When VMware presented its products at the last TFD 19, I was attracted by one in particular, Code Stream, following remotely the event. Coding resides out of my comfort zone, so, ok, let’s have a look at it.
Code Stream is one of the services inside the cloud automation portal. The new version, 3.0, is not just focused on application delivery, instead on infrastructure delivery, an API backed planning platform. Using Pipelines.
Cody De Arkland started with a little story: when he was an admin he updated monthly templates with security patches, and it was a pretty rough process – no matter how hard he tried to automate this process, he still had to deploy the image, boot it up, verify it, validate it – a long tedious process. Solution was structuring a pipeline that did it for him. Actually, the point was to create a pipeline for administrators, since developers were already used to them for lots of application tests and notification of results.
The approach of pipelines to be adopted by vAdmins are the so-called “infrastructure pipelines”, a sequential execution engine: it’s a way of executing jobs step by step.

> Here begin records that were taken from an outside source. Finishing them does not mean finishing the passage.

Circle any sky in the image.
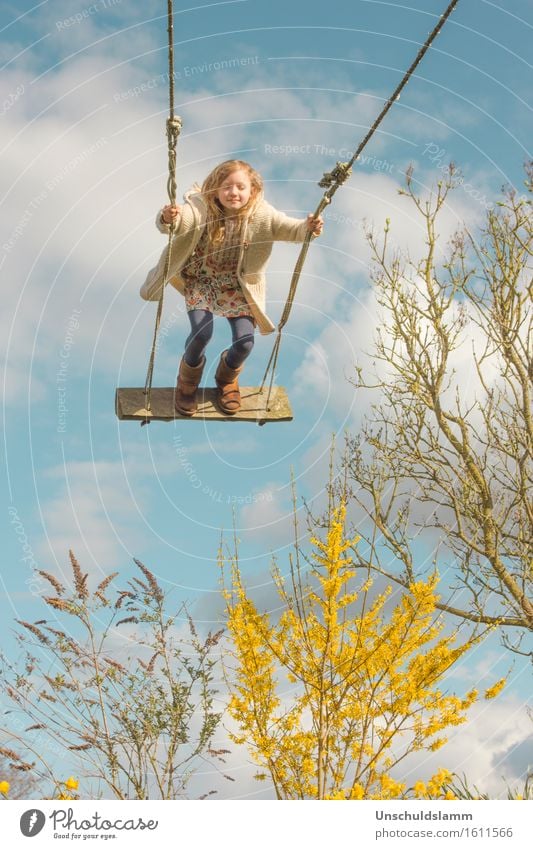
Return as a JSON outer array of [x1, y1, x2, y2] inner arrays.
[[0, 0, 533, 798]]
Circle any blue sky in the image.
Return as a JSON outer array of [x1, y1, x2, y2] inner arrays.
[[0, 0, 533, 795]]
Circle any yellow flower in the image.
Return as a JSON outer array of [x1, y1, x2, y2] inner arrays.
[[413, 781, 427, 799]]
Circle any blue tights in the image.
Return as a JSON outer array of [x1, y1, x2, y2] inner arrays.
[[184, 310, 255, 368]]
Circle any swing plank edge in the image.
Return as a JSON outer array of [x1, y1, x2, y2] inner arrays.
[[115, 386, 293, 422]]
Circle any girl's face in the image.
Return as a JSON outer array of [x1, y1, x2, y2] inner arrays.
[[217, 168, 252, 211]]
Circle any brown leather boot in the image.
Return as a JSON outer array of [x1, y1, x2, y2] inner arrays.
[[215, 351, 243, 416], [174, 357, 205, 416]]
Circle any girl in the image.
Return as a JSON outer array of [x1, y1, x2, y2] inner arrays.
[[141, 159, 323, 416]]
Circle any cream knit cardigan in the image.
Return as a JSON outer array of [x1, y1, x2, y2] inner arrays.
[[141, 190, 314, 334]]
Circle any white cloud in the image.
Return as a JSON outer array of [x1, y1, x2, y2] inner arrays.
[[37, 459, 148, 580]]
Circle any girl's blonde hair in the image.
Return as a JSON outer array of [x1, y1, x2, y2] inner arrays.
[[202, 159, 263, 245]]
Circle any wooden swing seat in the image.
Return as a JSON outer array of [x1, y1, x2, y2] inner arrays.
[[115, 386, 292, 424]]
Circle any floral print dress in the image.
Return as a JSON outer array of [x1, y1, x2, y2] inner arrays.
[[180, 219, 251, 318]]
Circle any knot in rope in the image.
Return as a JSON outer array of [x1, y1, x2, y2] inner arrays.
[[167, 115, 181, 211]]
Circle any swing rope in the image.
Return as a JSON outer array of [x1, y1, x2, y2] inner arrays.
[[259, 0, 459, 410], [141, 0, 181, 427]]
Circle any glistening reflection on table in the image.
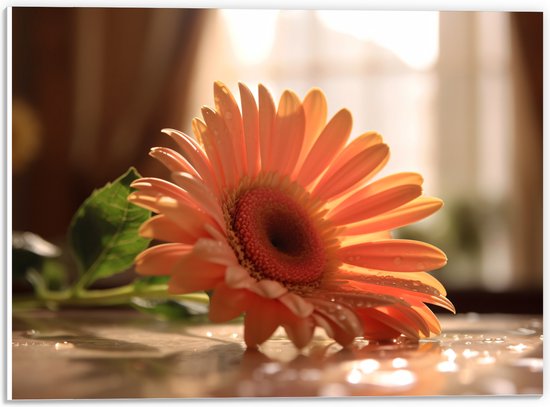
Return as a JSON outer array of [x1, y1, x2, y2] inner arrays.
[[12, 310, 543, 399]]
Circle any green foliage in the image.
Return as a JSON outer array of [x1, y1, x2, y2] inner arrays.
[[69, 168, 150, 288], [12, 231, 61, 278], [12, 168, 208, 320]]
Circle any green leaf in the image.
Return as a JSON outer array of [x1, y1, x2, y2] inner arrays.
[[12, 231, 61, 278], [69, 167, 151, 288]]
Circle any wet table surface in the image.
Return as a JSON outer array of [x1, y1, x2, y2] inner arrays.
[[12, 310, 543, 399]]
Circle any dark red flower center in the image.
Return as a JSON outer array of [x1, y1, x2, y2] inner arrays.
[[233, 187, 326, 285]]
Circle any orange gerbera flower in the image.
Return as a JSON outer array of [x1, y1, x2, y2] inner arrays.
[[129, 82, 454, 348]]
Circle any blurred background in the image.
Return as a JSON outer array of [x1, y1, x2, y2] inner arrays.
[[12, 8, 543, 313]]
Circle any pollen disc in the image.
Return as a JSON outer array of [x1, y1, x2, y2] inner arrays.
[[233, 187, 326, 285]]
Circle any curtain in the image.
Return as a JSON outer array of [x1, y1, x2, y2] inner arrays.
[[12, 7, 208, 239]]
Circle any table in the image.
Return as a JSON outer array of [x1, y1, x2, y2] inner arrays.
[[12, 309, 543, 399]]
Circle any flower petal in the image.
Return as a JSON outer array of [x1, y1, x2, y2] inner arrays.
[[327, 131, 382, 175], [331, 172, 424, 217], [214, 81, 246, 178], [283, 315, 315, 349], [268, 90, 305, 174], [327, 185, 422, 226], [258, 84, 275, 169], [297, 109, 352, 186], [149, 147, 200, 178], [168, 252, 226, 294], [341, 196, 443, 236], [363, 308, 420, 339], [313, 144, 389, 200], [331, 270, 455, 312], [162, 129, 219, 191], [239, 83, 261, 176], [139, 214, 208, 244], [201, 106, 240, 186], [225, 265, 256, 289], [279, 292, 315, 318], [296, 88, 327, 171], [172, 172, 225, 228], [147, 192, 224, 237], [307, 297, 363, 343], [244, 297, 284, 347], [337, 239, 447, 271], [135, 243, 193, 276], [193, 238, 239, 266]]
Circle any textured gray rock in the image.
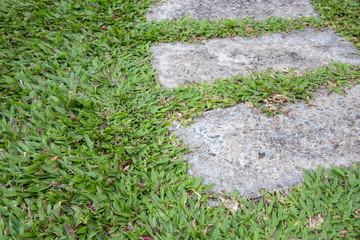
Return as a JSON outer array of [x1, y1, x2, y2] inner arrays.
[[152, 29, 360, 88], [171, 85, 360, 197], [147, 0, 316, 21]]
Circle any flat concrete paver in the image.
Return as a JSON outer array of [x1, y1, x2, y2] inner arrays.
[[147, 0, 316, 21], [172, 85, 360, 197], [152, 29, 360, 88]]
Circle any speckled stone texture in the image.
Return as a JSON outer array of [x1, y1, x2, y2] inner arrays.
[[147, 0, 316, 21], [171, 85, 360, 197], [152, 29, 360, 88]]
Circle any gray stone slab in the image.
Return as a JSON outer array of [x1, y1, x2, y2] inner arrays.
[[147, 0, 316, 21], [171, 85, 360, 197], [152, 29, 360, 88]]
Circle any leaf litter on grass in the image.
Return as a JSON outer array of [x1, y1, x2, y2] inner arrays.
[[0, 0, 360, 239]]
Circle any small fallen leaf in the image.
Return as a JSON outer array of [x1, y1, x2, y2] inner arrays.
[[38, 125, 43, 135], [64, 223, 74, 234], [48, 182, 64, 187], [139, 236, 154, 240]]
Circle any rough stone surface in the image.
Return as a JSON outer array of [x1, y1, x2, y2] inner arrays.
[[152, 29, 360, 88], [147, 0, 316, 21], [171, 85, 360, 197]]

During the session Cody showed the pipeline “vSphere Template Builder”. It deployed a blueprint in cloud assembly that spinned up, pulled down Packer from Hashicorp, built an Ubuntu image using Git based on the template, ran that builder, deployed it inside the environment, converted it to a template, updated CAS via API, then deployed it and tested the new image if everything was as expected. Impressive! This is a great example of infrastructure pipeline driving the steps when building systems and testing them.
Cody moved to another pipeline, more cloud native, that runs against a kubernetes cluster. Here he presented the concept of endpoints made of several tasks – this makes possible to nest several pipelines inside a master pipeline, or establish remote calls, or make a DNS reservation through a REST call, and so on, creativity is the only limit. In the screenshot below an example of the bash code part of a task inside an endpoint. We can get notified by slack, a.e., about result of the single operation or the whole pipeline (or both).
At this point Cody was aware that people wanted to interact with outer world, so decided to build from scratch a hook, from creating an endpoint, configuring a trigger based on a webhook for Git specifying the Pipeline to work against and, at last, “create”. This action binds the that Git repo to the pipeline above.
Code Stream main page also shows pipelines stats and metrics in the dashboard, default or custom. The same dashboard is useful also from the infrastructure point of view, not only application: we just have to monitor this dashboard.
Rollback functionality is a great feature: should the pipeline not work as expected, or break during execution, leaving garbage, rollback will clean the whole namespace, allowing a new execution from scratch.
Examples shown are interesting, and never enough. But the main concept is the very same: automation via pipelines, and pipelines created at a high level as a chain of smaller operations to reach the goal. Yes, the real secret is to reduce a big, complex, important function in simple little chunks to execute: it makes the whole pipeline much more elastic and agile, and simple to troubleshoot and to improve.
I think I should wander more out of my comfort zone, especially walking on the grass of code, and especially with such tools around the scene.